Je tendis l'oreille pour suivre la voix étouffée. J'arrivai dans une petite ruelle et mon sang se glaça. Une jeune femme était plaquée contre le mur, son haut remonté jusqu'à sa poitrine tâtée goulument par deux hommes.

Sans réfléchir, je repoussai violemment les monstres puis tirai la femme en arrière, vers la lumière.

« Eh ! T'as fait quoi ? hurla l'un en se redressant.

— Revenez et je contacte les autorités ! menaçai-je »

Ils n'osèrent pas nous suivre. Quelques minutes plus tard, je me tournai vers la victime. Je croisai son regard vert larmoyant. La jeune femme de tout à l'heure.

« Est-ce que tout va bien ? Je suis navré qu'il vous soit arrivé...

— Merci ! glapit-elle en se jetant contre mon torse. »

Surpris, je n'osai pas bouger. Puis, doucement, je la serrai contre moi.

« Et vous m'avez vue ! Est-ce que vous accepteriez de témoigner pour moi ? S'il vous plaît. On ne me croira pas si j'y vais seule, comme je suis une femme... si un homme y donne crédit, ça changera la donne, supplia-t-elle en me regardant.

— Bien sûr. Si je peux vous aider, c'est avec plaisir.

— Est-ce qu'on peut se revoiir dès demain matin ?

— Sans soucis. »

Le lendemain, nous nous étions retrouvés. J'avais appris qu'elle s'appelait Clara. Son visage était terni, angoissé, mais je l'avais rassurée. J'avais témoigné pour elle et les agresseurs avaient été retrouvés et arrêtés. Et nous nous étions revus pour qu'elle me remercie avec des brioches. Au fil de la discussion, elle avait manqué de s'étouffer en apprenant que j'étais le duc qui vivait tout en haut, dans ce grand manoir. Et aussitôt, je lui avais proposé de visiter ma demeure.
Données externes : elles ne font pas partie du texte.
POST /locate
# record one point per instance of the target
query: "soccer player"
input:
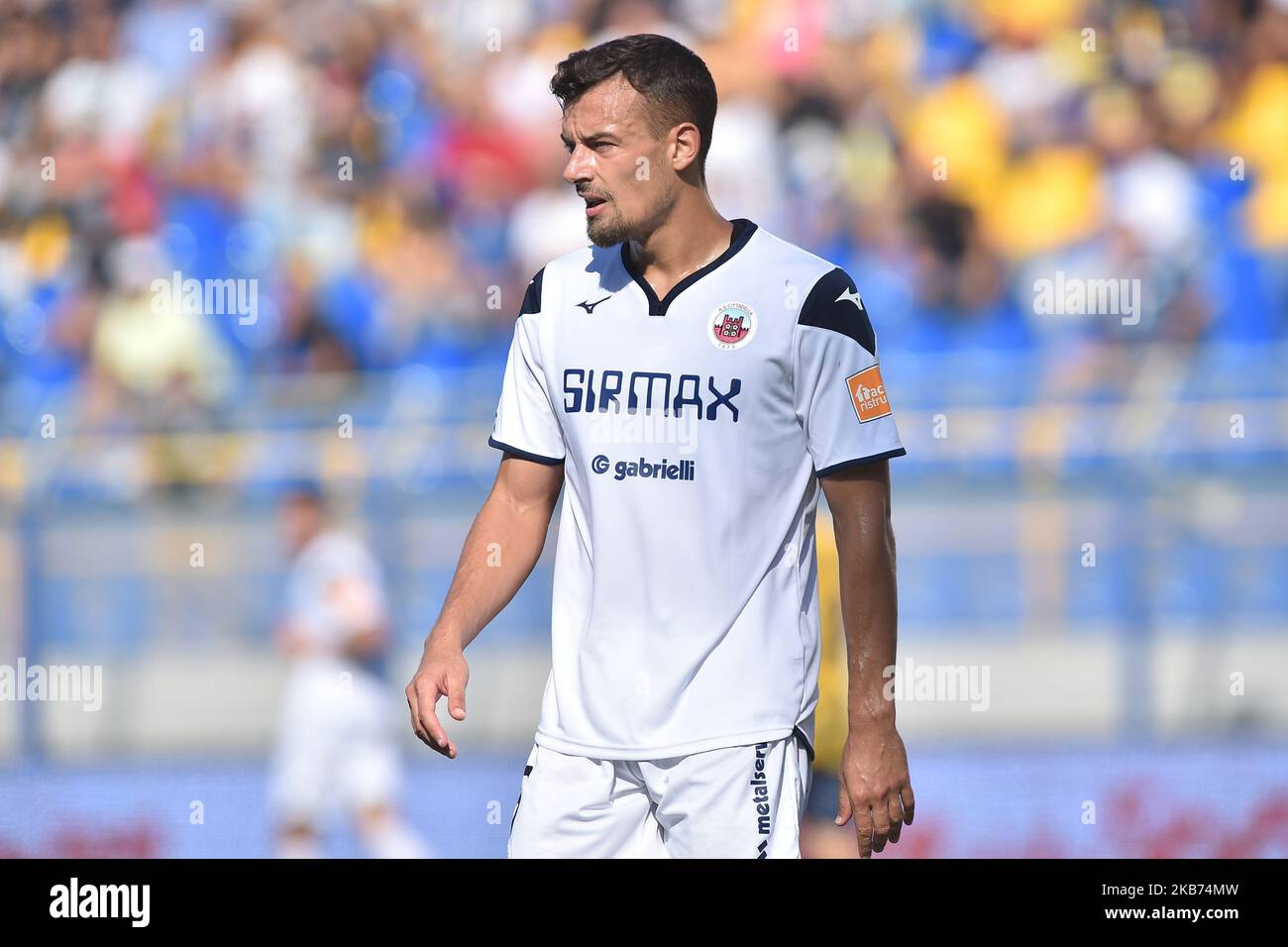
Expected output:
(691, 384)
(336, 732)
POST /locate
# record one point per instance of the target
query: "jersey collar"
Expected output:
(742, 231)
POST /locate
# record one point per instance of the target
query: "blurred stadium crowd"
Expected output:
(387, 172)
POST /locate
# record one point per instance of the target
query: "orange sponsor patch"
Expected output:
(867, 392)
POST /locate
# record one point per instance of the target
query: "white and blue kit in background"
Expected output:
(684, 624)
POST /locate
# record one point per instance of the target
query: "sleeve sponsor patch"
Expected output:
(867, 392)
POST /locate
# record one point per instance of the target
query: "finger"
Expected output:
(415, 724)
(894, 809)
(863, 827)
(842, 808)
(426, 698)
(880, 826)
(456, 698)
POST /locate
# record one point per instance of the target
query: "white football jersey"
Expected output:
(694, 431)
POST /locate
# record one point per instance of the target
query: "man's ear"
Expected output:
(686, 145)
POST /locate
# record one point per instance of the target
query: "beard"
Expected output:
(610, 226)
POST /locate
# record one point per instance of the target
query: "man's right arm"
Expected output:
(500, 552)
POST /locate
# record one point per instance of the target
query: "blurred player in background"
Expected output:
(336, 733)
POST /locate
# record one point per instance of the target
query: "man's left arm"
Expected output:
(876, 789)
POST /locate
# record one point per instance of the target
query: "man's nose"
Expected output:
(578, 167)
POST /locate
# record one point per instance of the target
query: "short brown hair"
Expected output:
(671, 77)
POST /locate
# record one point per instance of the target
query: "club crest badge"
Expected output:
(732, 326)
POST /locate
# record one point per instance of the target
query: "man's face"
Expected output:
(300, 521)
(617, 163)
Clara et moi avions continué à nous voir, souvent chez moi, jusqu'à entretenir une relation amoureuse. Et petit à petit, elle me demandait des petites sommes. Puis des plus grosses. Encore et toujours plus. Puis le mariage. J'étais comblé d'amour et aveugle. Elle me donnait ce que je voulais, ce que j'aimais, et elle avait toujours les yeux doux dès qu'elle les posait sur moi.

Tu vois, papa. Elles ne sont pas toutes comme ça.

Douche froide un jour où Avel était revenu. Précipité jusqu'à ma demeure, il m'avait raconté avoir vu Clara en train d'embrasser un autre homme. Pendant un instant, j'avais pensé qu'il me mentait... mais il était mon meilleur ami depuis toujours. Alors, j'avais confronté ma femme qui avoua tout de suite. J'aurais tellement préféré qu'elle me dise être lassée d'amour... et pas...

« J'avais besoin d'argent, et... »

J'avais pris des nausées, puis demandé le divorce, et c'en était fini.

Solitude immense et monstrueuse. Toujours à cause de mon argent. Une malédiction.

Et je m'ennuyais.

J'avais envie d'amour, de plaisir... de vivre un peu, moi qui étais enterré sous mes richesses.

Alors, j'avais accepté de rencontrer des nobles qui voulaient nouer une alliance avec moi. Aussitôt marié, je consommais l'amour et le plaisir de la chair. Aussitôt lassé, je divorçais. C'était ce que l'on m'avait toujours fait : se servir de moi. Monnaie courante dans l'humanité.

Cela avait bien duré plusieurs années jusqu'à ce que plus personne du monde mondain ne m'approche.

Alors, toujours en manque de chair – et probablement d'attention – j'avais proposé de l'argent – puisqu'on ne voulait que ça de moi – à des familles précaires en échange d'une nuit avec leur fille – majeure, toujours. Étonnamment, les nuits de plaisir s'étaient multipliées. Quand une me manquait, j'instaurais une pression, une épée de Damoclès pour qu'elle revienne : avec l'argent, on avait tous les pouvoirs.


   Un jour, pourtant, à mes vingt-sept ans, le scandale éclata. La ville entière de Febiran me huait derrière mon portail, menaçant de brûler ma demeure et moi avec si je ne partais pas. Le message était compris. J'étais détesté, et je pouvais comprendre.

Ariane n'osait plus me regarder dans les yeux, le visage baissé sur ses chaussures, sans doute déçue.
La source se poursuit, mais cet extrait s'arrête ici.